Paper Note: [EDBT'16] Designing Access Methods: The RUM Conjecture
This post introduces the RUM Conjecture's view on the trade-offs among read amplification, write amplification, and memory overhead, and discusses its implicat…
The RUM Conjecture states that among Read Overhead, Update Overhead, and Memory (or Storage) Overhead, optimizing any two simultaneously requires degrading the remaining one as the cost. The paper’s authors further explain that optimization within a certain range—before reaching the optimum—does not follow the RUM Conjecture; however, after a certain threshold is reached, further optimization requires paying a cost. Here, Update Overhead considers only write amplification, not the cost of addressing during writes.
The RUM Conjecture: Read, Update, Memory – Optimize Two at the Expense of the Third.
designing access methods that set an upper bound for two of the RUM overheads, leads to a hard lower bound for the third overhead which cannot be further reduced.
The paper’s authors explain that proposing this conjecture does not mean there is nothing left for everyone to do. Rather, it means that after reaching the optimization threshold, if we do not want to pay the cost of degrading one performance metric, we should consider approaches such as adaptive adjustment, balancing these three important parameters according to the characteristics of the data.
RUM-Aware Access Method Design. Accepting that a perfect access method does not exist, does not mean the research community should stop striving to improve; quite the opposite. The RUM Conjecture opens the path for exciting research challenges towards the goal of creating RUM-aware and RUM-adaptive access methods.
P.S. The same authors also published nearly identical content at SIGMOD'16[2].
First, consider a few extreme cases:
\(\min(RO) = 1.0 \implies UO = 2.0 \,\text{and}\, MO \to \infty\)
\(\min(UO) = 1.0 \implies RO \to \infty \,\text{and}\, MO \to \infty\)
\(\min(MO) = 1.0 \implies RO = N \,\text{and}\, UO = 1.0\)
The first case optimizes read performance to the extreme. It is similar to the extreme case of a hash table: we enumerate the entire possible key space and allocate a fixed space for each key. In this case, storage-space usage is unbounded—or effectively unbounded in practice—because enumerating the entire key space and reserving value-sized space for each key is impractical in most cases.
The second case optimizes write performance to the extreme. Simply put, it is an append-only log of write requests. Because we never actually delete anything, the storage space is unbounded. A write request also needs to scan the entire log, so it is unbounded as well.
The third case optimizes storage space to the extreme. It is similar to the second case, except that all update operations are performed in place.
Clearly, these three extreme cases, each optimizing only one objective, are impractical. Next, consider the case of optimizing two objectives simultaneously. The paper’s authors propose the following hypothesis: in RUM, optimizing any two objectives simultaneously requires paying the cost of degrading the remaining metric.
The RUM Conjecture. An access method that can set an upper bound for two out of the read, update, and memory overheads, also sets a lower bound for the third overhead.
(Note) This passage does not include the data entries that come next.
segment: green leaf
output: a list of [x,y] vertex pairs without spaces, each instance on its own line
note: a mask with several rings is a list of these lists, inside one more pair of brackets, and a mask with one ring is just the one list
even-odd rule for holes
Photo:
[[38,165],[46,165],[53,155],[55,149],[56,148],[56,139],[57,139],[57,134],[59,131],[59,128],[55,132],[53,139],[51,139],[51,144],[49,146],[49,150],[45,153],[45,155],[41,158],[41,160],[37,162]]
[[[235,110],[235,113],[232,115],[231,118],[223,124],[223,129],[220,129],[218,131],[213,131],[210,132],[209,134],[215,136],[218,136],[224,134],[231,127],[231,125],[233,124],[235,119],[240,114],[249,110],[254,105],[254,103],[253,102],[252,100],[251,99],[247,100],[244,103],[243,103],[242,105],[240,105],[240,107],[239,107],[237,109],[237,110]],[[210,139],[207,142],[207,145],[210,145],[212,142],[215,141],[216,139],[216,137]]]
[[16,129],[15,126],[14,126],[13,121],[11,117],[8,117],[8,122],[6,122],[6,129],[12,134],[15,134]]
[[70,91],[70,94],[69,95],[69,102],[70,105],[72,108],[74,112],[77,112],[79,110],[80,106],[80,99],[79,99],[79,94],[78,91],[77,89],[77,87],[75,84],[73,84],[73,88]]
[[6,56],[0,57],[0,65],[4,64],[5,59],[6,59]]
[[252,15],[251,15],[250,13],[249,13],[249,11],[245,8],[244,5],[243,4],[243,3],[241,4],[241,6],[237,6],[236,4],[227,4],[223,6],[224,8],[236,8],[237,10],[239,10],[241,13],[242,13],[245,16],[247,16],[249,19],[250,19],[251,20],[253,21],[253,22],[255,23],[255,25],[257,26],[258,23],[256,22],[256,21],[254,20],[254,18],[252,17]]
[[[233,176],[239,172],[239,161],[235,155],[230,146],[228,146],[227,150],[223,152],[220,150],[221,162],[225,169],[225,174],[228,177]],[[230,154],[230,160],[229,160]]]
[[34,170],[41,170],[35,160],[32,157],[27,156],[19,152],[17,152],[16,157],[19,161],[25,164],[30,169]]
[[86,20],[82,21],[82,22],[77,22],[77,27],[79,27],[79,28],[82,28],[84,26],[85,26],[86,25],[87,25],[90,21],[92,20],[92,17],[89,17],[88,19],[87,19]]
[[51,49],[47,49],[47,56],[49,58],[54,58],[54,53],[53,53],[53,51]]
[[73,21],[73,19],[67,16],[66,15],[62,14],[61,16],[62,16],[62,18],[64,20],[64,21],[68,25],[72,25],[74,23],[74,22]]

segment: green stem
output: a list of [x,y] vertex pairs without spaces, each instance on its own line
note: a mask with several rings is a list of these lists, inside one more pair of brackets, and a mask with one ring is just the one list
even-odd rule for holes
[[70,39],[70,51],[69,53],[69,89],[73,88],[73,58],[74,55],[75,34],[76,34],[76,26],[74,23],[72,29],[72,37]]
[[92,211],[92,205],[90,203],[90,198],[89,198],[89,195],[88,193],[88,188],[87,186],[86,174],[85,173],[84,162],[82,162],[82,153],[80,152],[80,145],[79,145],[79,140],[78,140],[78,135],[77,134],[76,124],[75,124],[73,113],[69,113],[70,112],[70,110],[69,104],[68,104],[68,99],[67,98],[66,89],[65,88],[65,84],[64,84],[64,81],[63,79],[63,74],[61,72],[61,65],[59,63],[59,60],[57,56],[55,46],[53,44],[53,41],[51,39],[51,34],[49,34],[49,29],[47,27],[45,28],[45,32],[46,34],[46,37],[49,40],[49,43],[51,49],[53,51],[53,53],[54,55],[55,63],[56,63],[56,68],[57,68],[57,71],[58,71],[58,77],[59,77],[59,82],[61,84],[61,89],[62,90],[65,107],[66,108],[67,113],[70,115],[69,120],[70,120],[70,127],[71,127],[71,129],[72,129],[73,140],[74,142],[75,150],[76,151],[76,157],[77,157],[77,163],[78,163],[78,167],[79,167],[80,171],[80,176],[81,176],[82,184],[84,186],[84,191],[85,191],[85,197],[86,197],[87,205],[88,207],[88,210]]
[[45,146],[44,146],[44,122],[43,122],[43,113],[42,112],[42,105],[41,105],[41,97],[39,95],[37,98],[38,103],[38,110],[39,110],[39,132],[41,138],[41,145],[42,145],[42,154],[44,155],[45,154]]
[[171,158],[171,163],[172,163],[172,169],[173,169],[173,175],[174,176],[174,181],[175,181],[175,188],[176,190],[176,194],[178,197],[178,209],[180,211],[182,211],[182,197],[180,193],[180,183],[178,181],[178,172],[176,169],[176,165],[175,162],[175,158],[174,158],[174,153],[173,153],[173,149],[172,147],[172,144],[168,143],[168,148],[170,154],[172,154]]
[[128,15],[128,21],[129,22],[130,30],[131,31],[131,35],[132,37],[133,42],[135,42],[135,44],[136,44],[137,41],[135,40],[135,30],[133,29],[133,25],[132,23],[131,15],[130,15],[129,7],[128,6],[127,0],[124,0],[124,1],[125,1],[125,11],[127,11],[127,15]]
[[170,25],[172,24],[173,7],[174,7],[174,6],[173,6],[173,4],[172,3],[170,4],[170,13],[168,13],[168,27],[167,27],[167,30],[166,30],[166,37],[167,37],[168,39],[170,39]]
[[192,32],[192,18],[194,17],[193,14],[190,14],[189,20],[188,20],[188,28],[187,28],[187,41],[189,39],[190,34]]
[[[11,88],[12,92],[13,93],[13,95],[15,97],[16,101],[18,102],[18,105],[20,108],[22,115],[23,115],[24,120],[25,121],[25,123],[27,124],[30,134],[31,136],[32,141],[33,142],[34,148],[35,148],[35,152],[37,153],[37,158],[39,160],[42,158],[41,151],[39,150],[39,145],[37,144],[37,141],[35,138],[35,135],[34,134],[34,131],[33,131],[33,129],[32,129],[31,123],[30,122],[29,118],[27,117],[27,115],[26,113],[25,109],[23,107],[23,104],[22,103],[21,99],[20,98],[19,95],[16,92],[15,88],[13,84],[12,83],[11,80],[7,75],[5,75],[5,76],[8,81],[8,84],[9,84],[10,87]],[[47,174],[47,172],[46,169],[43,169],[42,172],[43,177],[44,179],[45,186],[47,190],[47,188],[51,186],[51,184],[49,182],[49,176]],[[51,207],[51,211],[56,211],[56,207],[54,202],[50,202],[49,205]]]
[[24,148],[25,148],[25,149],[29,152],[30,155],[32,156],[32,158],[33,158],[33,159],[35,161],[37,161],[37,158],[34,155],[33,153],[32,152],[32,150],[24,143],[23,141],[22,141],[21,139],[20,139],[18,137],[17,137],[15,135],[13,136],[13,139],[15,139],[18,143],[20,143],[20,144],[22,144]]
The RUM perspective on several common access methods is shown in RUM perspective on common access methods, and their time complexities (Big O notation) are shown in Time complexities of common access methods.


Consider this problem intuitively. Data structures optimized for read performance follow an idea similar to the first extreme case above: do more work during writes, while also paying for some redundant storage space to record auxiliary query information. Data structures optimized for write performance follow an idea similar to the second extreme case above: do less work during writes, increasing the burden during queries. To reduce the query burden, they further amortize work over time by splitting the work that should have been completed in a single write request into an upper half and a lower half, executing the lower half off the critical path and reorganizing and merging the write logs. The main idea for optimizing storage space is compression or sacrificing precision, both of which generally require losing some read and write performance at the same time.
References
[1] ATHANASSOULIS M, KESTER M, MAAS L, et al. Designing Access Methods: The RUM Conjecture[C]//International Conference on Extending Database Technology (EDBT). Bordeaux, France: 2016.
[2] ATHANASSOULIS M, IDREOS S. Design Tradeoffs of Data Access Methods[C]//Proceedings of the 2016 International Conference on Management of Data. New York, NY, USA: Association for Computing Machinery, 2016: 2195–2200.